We made it but the engine and train looked dirtier than the pictures above of the 3985 and her train.

It took all hands on deck once we got spotted at Huntsville to get the engine and train washed back into respectable shape.

Our Trainmaster Ray Flores who joined the train after the Daylight took over westbound in Chicago had never seen the T-1 and was used to the Daylight always having a diesel helper (on account of her 80 inch high drivers) came up to the engine on the ground as soon as we stopped in Huntsville and pointed up to me in the cab and hollered " now that's a pulling steam engine" !! Of course the T-1's were built to pull max. tonnage coal drags out of the Pa. coal fields over roller coaster terrain and their specialty was slugging it out with a max. tonnage train on a grade at 10-12 mph for long periods of time. She was just doing what she was built to do. Sure impressed the hell out of Mr. Flores.

Perhaps SR remembers that trip and how filthy everything was upon arrival in Huntsville??

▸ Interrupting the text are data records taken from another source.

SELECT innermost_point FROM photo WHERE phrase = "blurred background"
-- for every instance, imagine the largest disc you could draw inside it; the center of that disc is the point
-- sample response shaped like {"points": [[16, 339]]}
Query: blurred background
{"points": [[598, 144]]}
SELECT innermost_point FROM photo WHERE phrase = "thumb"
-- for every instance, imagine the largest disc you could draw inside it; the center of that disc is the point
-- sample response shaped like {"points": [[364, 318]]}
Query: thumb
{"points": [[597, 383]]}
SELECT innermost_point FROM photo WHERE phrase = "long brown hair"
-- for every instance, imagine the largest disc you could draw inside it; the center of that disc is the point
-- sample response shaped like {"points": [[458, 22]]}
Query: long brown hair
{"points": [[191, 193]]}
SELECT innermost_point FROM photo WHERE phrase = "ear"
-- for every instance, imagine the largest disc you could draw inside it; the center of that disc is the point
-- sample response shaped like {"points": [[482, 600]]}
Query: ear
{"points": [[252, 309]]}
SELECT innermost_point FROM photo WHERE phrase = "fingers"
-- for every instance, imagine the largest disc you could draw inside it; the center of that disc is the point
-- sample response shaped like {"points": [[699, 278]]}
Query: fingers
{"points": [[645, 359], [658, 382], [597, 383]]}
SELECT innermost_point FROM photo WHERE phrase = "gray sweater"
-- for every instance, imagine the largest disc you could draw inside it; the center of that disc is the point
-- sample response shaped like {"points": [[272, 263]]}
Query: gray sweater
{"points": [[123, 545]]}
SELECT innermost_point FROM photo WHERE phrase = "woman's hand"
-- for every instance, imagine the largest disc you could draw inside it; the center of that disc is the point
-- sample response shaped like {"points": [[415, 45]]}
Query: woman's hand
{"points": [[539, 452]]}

Great memories. Thanks, Ross Rowland



Date: 03/14/18 11:44
Re: psst! Hey buddy, wanna see some dirty pictures of a Challenge
Author: Realist

wcamp1472 Wrote:
-------------------------------------------------------
> Oooops
> My bad...
> IT IS BURNING(?) OIL... too quick to assume...
>
> Same chemistry applies, tho,—- too much fuel not
> enough oxygen, low draft, small train...
>
> Posted from iPhone


From the photos it looks like about 17 or 18 cars.
Small train for a 4-6-6-4.

The photo west of Evanston is at or near the bottom
of a slight downgrade. Don't know about the one south
of Ogden.

Those guys didn't care much for spit and polish. They
always started a trip with a clean engine, but let
it get dirty as the trip went along to look "real."

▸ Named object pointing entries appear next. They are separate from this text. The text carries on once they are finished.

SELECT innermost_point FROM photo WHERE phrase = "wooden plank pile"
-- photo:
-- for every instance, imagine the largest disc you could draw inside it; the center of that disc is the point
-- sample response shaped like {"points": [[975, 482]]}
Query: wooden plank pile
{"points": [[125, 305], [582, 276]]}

Nothing like the daily spit-shine nowadays.



Date: 03/14/18 12:11
Re: psst! Hey buddy, wanna see some dirty pictures of a Challenge
Author: wcamp1472

I salute you, sir..

Ross always says: “YOU (team) do da work, YOU get to decide how it looks....”
If you want to change the appearance, get busy, ,roll up your sleeves.

I was critiquing the firing style....but, yes, downhill IS WAY harder to do it RIGHT: no draft, but critical need for strong BP—- you gotta keep steam up, the best way you can....[ with a coal grate, you have the ability to carry a deep heel,as a ‘heat bank’ —- makes it easier to carry a thin, hot fire.
Nothing like it in an oil-fired engine. When the bricks cool down, you’ve gotta fight on your hands...]

The Lee Legend & Era was a spectacular chapter in loco Lore.
When the final end of the story is written, the FIRST chapter will be on the longest continuous record of operating steam locos, by one railroad.


W.



Date: 03/14/18 12:58
Re: psst! Hey buddy, wanna see some dirty pictures of a Challenge
Author: HotWater

What what it's worth, those photos are PRIOR to the modifications done in about 2002, to the air intakes for the firebox on 3985, plus the addition of LOTS MORE firebrick. There was also a damper added to the firedoor air intake duct, which the Fireman could open or close for additional control of intake air going into the firebox.

I found 3985 MUCH more easy to fire, after Ron Tabke & company "adjusted" the air flow into the firebox.



Date: 03/14/18 14:12
Re: psst! Hey buddy, wanna see some dirty pictures of a Challenge
Author: nycman

Reminds me of 3751's "maiden trip" after restoration, in December 1991. On the return to Barstow from Bakersfield, the locomotive was worked hard through the diseasal deposit covered tunnels on the Tehachapi Loop. Photos in Railfan and Railroad magazine of crew Vince Cippola and Phil Kauke make Don look downright clean in his photo. My wife and I were passengers.